Tumor maligno de la unión rectosigmoidea

El tumor maligno de la unión rectosigmoidea se refiere a la formación de un cáncer localizado en la transición anatómica entre el colon sigmoide y el recto, un área situada en la parte final del intestino grueso. Este segmento comprende la porción donde el colon sigmoide se curva y se conecta con el recto, por lo que pueden confluir características de ambos tramos del tracto digestivo. Aunque comparte rasgos con el cáncer de colon y el cáncer de recto, el tumor rectosigmoideo puede presentar manifestaciones clínicas específicas, como alteraciones en el hábito intestinal, obstrucciones parciales y sangrados. Como en otros tumores colorrectales, la carcinogénesis puede iniciarse a partir de pólipos adenomatosos que, a lo largo del tiempo, evolucionan hacia lesiones malignas. La detección temprana mediante colonoscopia y otras pruebas de cribado resulta fundamental para un tratamiento oportuno y para mejorar las tasas de supervivencia. La unión rectosigmoidea representa una de las zonas más susceptibles a cambios degenerativos, ya que está expuesta a factores de riesgo que abarcan componentes genéticos, dietas altas en grasas saturadas, obesidad, sedentarismo y procesos inflamatorios del intestino.
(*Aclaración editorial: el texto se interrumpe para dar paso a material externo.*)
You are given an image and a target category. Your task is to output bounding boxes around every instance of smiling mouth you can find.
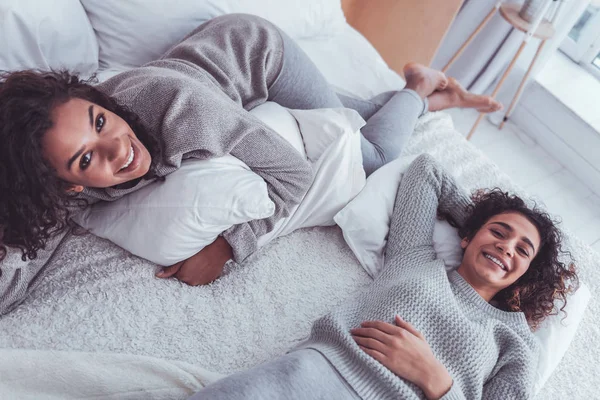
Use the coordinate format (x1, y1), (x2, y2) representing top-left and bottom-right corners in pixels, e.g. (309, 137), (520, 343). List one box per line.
(119, 146), (135, 172)
(483, 253), (508, 272)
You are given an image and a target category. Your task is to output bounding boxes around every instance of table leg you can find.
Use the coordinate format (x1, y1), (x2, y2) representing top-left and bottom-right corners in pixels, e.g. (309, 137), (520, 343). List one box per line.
(442, 5), (499, 73)
(467, 39), (528, 140)
(498, 40), (546, 129)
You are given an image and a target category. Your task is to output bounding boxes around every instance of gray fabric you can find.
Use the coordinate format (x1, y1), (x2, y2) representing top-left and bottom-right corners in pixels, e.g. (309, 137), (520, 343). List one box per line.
(189, 349), (359, 400)
(297, 155), (539, 400)
(0, 14), (427, 313)
(0, 232), (67, 315)
(84, 14), (312, 262)
(269, 32), (428, 176)
(82, 14), (426, 262)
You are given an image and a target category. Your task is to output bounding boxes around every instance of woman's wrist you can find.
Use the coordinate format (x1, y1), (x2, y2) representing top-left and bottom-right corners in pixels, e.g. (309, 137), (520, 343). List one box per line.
(418, 360), (453, 400)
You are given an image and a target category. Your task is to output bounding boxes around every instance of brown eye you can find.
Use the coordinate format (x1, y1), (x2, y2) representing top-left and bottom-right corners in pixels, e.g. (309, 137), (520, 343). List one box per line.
(490, 229), (502, 238)
(79, 151), (92, 170)
(96, 113), (106, 133)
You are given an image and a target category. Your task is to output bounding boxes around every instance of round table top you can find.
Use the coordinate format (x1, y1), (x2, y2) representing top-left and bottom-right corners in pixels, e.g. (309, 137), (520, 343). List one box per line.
(500, 3), (554, 40)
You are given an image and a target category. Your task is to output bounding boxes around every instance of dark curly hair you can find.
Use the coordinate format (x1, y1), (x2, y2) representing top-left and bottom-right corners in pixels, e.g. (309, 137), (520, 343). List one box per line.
(458, 188), (579, 330)
(0, 70), (161, 261)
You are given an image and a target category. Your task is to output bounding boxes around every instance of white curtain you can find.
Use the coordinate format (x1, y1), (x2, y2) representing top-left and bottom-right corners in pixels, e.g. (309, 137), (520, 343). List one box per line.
(432, 0), (590, 104)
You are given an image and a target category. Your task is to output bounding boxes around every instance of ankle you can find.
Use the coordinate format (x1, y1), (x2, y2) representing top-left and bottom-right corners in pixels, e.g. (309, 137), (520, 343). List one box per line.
(404, 78), (431, 99)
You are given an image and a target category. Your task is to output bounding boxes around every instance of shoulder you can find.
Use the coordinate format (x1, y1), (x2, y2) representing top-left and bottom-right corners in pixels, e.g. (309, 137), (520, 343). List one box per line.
(97, 63), (195, 97)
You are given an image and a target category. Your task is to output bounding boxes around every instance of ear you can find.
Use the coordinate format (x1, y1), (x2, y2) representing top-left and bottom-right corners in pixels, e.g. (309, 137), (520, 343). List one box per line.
(67, 185), (83, 193)
(460, 238), (470, 250)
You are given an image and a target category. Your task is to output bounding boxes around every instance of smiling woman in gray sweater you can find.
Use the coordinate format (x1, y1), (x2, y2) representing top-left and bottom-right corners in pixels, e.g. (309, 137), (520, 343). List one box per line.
(192, 155), (576, 400)
(0, 14), (500, 292)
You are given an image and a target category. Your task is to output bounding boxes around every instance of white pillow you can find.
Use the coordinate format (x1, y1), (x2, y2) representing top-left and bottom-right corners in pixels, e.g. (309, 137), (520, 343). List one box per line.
(74, 103), (365, 265)
(252, 103), (365, 246)
(74, 155), (275, 266)
(81, 0), (345, 68)
(0, 0), (98, 77)
(334, 156), (591, 394)
(334, 155), (462, 277)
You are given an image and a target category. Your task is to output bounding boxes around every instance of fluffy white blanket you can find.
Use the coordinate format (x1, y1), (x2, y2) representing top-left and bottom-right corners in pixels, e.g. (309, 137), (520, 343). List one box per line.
(0, 113), (600, 399)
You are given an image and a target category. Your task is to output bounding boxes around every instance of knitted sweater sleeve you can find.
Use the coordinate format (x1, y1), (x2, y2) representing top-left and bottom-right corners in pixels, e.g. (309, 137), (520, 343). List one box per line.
(385, 154), (470, 265)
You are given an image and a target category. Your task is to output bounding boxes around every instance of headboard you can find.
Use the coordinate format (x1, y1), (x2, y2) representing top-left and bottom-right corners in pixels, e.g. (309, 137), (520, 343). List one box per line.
(342, 0), (463, 73)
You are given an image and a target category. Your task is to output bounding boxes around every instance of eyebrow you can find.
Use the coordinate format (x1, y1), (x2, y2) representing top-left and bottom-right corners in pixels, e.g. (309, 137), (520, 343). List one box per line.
(88, 105), (94, 128)
(491, 221), (535, 253)
(67, 105), (94, 170)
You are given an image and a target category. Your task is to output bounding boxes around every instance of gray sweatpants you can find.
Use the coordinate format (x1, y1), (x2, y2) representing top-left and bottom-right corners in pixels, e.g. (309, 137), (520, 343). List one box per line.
(188, 349), (359, 400)
(269, 32), (428, 176)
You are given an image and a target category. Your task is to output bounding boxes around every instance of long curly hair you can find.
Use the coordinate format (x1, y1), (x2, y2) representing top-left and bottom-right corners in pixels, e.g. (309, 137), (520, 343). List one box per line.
(0, 70), (162, 261)
(458, 188), (579, 330)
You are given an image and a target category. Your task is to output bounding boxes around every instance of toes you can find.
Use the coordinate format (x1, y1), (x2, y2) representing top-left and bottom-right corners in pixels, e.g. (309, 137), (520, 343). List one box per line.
(402, 61), (421, 76)
(436, 72), (448, 90)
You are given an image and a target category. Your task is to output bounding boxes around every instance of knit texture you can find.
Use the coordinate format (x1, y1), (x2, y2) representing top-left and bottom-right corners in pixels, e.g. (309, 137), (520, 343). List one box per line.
(82, 14), (312, 262)
(298, 155), (539, 400)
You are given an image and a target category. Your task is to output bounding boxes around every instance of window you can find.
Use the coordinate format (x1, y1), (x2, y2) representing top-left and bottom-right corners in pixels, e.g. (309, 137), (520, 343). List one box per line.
(560, 0), (600, 79)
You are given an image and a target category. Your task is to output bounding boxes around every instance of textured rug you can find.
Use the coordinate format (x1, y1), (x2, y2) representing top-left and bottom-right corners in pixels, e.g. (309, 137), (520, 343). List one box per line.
(0, 113), (600, 399)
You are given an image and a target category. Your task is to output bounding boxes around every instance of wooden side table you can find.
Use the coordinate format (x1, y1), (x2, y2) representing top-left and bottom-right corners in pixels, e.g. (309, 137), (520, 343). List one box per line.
(442, 2), (554, 140)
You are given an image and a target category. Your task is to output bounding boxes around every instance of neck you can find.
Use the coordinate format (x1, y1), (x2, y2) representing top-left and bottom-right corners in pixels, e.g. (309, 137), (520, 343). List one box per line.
(456, 264), (498, 303)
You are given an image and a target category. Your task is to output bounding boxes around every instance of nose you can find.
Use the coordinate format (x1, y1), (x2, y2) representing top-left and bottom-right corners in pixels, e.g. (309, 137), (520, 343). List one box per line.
(97, 137), (124, 162)
(496, 242), (514, 257)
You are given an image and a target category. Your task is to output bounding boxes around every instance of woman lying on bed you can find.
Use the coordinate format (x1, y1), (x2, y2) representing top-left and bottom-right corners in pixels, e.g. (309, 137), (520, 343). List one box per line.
(0, 14), (500, 284)
(193, 155), (577, 400)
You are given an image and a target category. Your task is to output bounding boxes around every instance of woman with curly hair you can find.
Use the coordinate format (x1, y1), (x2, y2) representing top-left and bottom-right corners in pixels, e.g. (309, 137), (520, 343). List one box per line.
(0, 14), (501, 284)
(192, 155), (578, 400)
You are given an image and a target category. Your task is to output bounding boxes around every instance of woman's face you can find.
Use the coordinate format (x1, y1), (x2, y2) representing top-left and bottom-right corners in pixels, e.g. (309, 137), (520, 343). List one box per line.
(458, 212), (541, 299)
(42, 98), (152, 191)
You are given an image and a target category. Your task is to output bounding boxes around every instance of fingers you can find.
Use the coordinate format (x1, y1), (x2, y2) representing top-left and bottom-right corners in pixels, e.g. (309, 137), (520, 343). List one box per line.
(395, 315), (425, 340)
(360, 321), (398, 335)
(156, 261), (183, 279)
(352, 336), (387, 354)
(350, 328), (393, 345)
(358, 345), (386, 364)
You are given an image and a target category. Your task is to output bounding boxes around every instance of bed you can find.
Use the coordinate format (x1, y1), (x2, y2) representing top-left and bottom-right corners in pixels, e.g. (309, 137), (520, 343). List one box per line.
(0, 1), (600, 399)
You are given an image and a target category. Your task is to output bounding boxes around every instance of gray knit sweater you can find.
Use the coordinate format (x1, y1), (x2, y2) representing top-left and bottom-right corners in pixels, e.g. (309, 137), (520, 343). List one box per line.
(299, 155), (539, 400)
(82, 14), (313, 262)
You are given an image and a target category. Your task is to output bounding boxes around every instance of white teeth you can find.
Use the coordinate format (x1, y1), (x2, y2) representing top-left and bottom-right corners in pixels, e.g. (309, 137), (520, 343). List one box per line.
(485, 254), (506, 271)
(121, 147), (134, 170)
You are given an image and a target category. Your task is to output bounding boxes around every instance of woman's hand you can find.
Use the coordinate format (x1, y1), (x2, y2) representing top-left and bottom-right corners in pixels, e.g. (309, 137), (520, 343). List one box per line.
(156, 236), (233, 286)
(350, 316), (452, 399)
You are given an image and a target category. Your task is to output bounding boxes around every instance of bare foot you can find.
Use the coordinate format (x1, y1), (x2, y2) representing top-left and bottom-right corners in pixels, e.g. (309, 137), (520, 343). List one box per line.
(428, 78), (502, 113)
(403, 62), (448, 99)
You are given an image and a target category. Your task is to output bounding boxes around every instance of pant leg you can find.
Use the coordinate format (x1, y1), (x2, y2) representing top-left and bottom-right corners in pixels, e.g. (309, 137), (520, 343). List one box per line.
(268, 26), (427, 176)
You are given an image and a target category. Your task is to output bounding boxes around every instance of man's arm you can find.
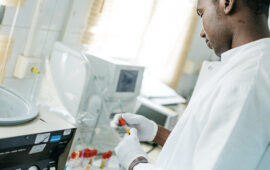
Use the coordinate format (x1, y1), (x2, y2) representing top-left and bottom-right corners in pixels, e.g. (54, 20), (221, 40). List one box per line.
(154, 125), (171, 146)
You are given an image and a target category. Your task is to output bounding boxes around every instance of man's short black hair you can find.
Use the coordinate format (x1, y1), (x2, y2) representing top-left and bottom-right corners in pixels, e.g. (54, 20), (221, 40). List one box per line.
(243, 0), (270, 17)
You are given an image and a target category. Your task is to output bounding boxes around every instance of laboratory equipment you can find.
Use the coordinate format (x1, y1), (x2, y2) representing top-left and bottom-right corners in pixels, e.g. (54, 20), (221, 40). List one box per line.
(49, 42), (144, 152)
(99, 151), (112, 169)
(0, 85), (38, 126)
(119, 117), (130, 134)
(0, 107), (75, 170)
(135, 97), (179, 130)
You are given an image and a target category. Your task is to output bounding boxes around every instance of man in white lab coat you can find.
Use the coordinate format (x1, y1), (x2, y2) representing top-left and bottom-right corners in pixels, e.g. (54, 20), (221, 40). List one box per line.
(113, 0), (270, 170)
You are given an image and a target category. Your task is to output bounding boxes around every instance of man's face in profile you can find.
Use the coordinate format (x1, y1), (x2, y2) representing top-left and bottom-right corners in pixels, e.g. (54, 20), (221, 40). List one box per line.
(197, 0), (231, 56)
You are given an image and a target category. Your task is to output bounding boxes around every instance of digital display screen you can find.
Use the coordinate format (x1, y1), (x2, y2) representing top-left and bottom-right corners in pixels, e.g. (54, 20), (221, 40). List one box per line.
(116, 70), (139, 92)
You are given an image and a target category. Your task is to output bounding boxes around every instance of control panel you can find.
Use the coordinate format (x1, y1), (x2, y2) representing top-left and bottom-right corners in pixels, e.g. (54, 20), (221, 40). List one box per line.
(0, 129), (75, 170)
Con un diagnóstico y manejo adecuados, es posible prolongar la supervivencia y mantener una calidad de vida aceptable en muchos pacientes.

Tipos

La mayoría de los tumores malignos de la unión rectosigmoidea corresponden a adenocarcinomas, dado que se originan en las células glandulares que recubren la mucosa intestinal. No obstante, existen subtipos específicos y variaciones histológicas que pueden influir en el pronóstico y en las decisiones terapéuticas:

 

Carcinoma mucinoso: Produce grandes cantidades de moco que pueden dificultar tanto el diagnóstico como el tratamiento, pues las células malignas suelen encontrarse embebidas en un material mucinoso extenso.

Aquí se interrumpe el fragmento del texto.